Homework 8

Problem 1

In roulette, a bet on a single number has a 1/38 probability of success and pays 35-to-1. That is, if you bet 1 dollar, your net winnings are -1 with probability 37/38 and +35 with probability 1/38. Consider betting on a single number on each of \(n\) spins of a roulette wheel. Let \(\bar{X}_n\) be your average net winnings per bet.

For each of the values \(n = 10\), \(n = 100\), \(n = 1000\):

  1. Compute \(\text{E}(\bar{X}_n)\)
  2. Compute \(\text{SD}(\bar{X}_n)\)
  3. Run a simulation to determine if the distribution of \(\bar{X}_n\) is approximately Normal
  4. Use simulation to approximate \(\text{P}(\bar{X}_n >0)\), the probability that you come out ahead after \(n\) bets
  5. If \(n=1000\) use the Central Limit Theorem to approximate \(\text{P}(\bar{X}_{1000} >0)\), the probability that you come out ahead after 1000 bets.
  6. The casino wants to determine how many bets on a single number are needed before they have (at least) a 99% probability of making a profit. (Remember, the casino profits if you lose; that is, if \(\bar{X}_n <0\).) Use the Central Limit Theorem to determine the minimum number of bets (keeping in mind that \(n\) must be an integer). You can assume that whatever \(n\) is, it’s large for the CLT to kick in.

Problem 2

The standard measurement of the alcohol content of drinks is alcohol by volume (ABV), which is given as the volume of ethanol as a percent of the total volume of the drink. A report states that on average the ABV for beer is 4.5%. Is this true? In a sample of 67 brands of beer, the mean ABV is 4.61 percent and the standard deviation of ABV is 0.754 percent. Note: the data set and some R summaries are provided in Canvas so you can check your answers. But you should answer these questions by hand, using only the information provided here.

  1. Use R to summarize the sample data. Then describe the main features in a sentence or two.
  2. Compute an interpret a 95% confidence interval for the appropriate population mean.
  3. Write a clearly worded sentence reporting your confidence interval in context.
  4. One of the brands of beer in the sample is O’Doul’s, a non-alcoholic beer. The ABV for O’Doul’s is 0.4 (it has a bit of alcohol.) Suppose O’Doul’s is removed from the data set. Compute the sample mean ABV of the remaining 66 brands. (You can do this with filter in tidyverse; see how I filtered the 2-week babies in the feeding length data.)
  5. Continuing the previous part, compute the sample SD of ABV of the remaining 66 brands. Compare to the original sample mean; which mean is larger — with or without O’Doul’s? Explain briefly.
  6. The sample SD of ABV of the remaining 66 brands is 0.55 percent. Compare to the original sample SD; which SD is larger — with or without O’Doul’s? Explain briefly.
  7. Compute the 95% confidence interval based on the sample with O’Doul’s removed. Compute to the original interval, both in terms of center of the CI and its width. Explain briefly.
  8. Based on the interval based on the sample with O’Doul’s removed, is 4.5% a plausible value of the parameter? Explain briefly.
  9. Which of the analyses is more appropriate: with or without O’Doul’s? Explain your reasoning.

Problem 4

(I had much longer instructions written, but I think they weren’t helpful. If you have questions about how the applet is working, don’t hesitate to ask.)
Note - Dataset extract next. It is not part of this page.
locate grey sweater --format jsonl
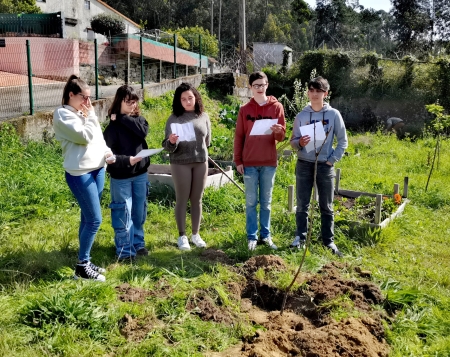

You are going to use a simulation applet that randomly generates confidence interals for a population mean to help you understand some ideas. The applet calculates a confidence interval for each set of randomly generated data.

  • In the box for “Statistic” select means “Means”.
  • In the box next to “Method” select “t”.
  • Start with “Number of intervals” equal to 1 at first to see what is happening, but then change it to lots.

Experiment with different simulations; be sure to change

  • Distribution
  • Population Mean
  • Population SD
  • Sample size
  • Confidence level

Then write a paragraph or two or some bullet points of your main observations. Based on this applet, what can you say about how confidence intervals work? How does changing the inputs affect the confidence intervals and the Results?